I'm not even sure if this is easily possible, but I would like to list the files that were recently deleted from a directory, recursively if possible.
I'm looking for a solution that does not require the creation of a temporary file containing a snapshot of the original directory structure against which to compare, because write access might not always be available.

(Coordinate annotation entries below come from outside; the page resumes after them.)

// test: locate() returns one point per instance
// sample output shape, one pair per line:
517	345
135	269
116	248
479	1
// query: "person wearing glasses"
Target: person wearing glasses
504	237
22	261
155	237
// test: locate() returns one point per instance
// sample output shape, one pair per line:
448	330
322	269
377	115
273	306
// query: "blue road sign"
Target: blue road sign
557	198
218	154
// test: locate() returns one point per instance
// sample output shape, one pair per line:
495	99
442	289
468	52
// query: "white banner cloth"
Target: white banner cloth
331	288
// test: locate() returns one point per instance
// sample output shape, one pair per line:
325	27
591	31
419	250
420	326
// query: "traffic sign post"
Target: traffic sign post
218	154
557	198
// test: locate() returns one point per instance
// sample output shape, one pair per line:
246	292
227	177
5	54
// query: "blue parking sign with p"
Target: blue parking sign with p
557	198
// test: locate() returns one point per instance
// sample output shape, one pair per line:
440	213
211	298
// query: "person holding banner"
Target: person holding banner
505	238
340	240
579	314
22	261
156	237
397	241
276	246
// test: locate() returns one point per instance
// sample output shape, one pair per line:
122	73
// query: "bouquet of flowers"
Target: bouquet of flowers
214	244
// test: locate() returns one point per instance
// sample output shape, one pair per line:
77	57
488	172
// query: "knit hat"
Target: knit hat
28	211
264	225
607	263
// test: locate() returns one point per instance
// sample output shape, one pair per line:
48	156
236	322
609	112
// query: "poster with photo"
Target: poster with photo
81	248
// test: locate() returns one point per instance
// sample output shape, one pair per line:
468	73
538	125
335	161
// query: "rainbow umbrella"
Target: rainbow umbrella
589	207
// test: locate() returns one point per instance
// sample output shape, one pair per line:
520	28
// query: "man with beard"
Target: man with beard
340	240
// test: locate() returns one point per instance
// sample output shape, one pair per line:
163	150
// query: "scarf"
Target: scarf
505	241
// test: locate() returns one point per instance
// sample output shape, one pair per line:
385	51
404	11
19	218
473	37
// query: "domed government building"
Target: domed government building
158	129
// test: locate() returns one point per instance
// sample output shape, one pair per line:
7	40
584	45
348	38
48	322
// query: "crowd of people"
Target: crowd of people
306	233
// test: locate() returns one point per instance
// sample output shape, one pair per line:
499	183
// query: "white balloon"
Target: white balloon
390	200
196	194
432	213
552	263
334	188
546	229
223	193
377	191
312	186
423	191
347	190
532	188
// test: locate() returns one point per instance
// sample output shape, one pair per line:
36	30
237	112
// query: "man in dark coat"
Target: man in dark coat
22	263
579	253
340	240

Edit: If it's possible to achieve the same result by storing the snapshot in a shell variable instead of a file, that would solve my problem.
Something like:
find /some/directory -type f -mmin -10 -deletedFilesOnly
Edit: OS: I'm using Ubuntu 14.04 LTS, but the command(s) would most likely be running in a variety of Linux boxes or Docker containers, most or all of which should be using ext4, and to which I would most likely not have access to make modifications.
You can use the debugfs utility,
debugfs is a simple to use RAM-based file system specially designed
for debugging purposes
First, run debugfs /dev/hda13 in your terminal (replacing /dev/hda13 with your own disk/partition).
(NOTE: You can find the name of your disk by running df / in the terminal).
Once in debug mode, you can use the command lsdel to list inodes corresponding with deleted files.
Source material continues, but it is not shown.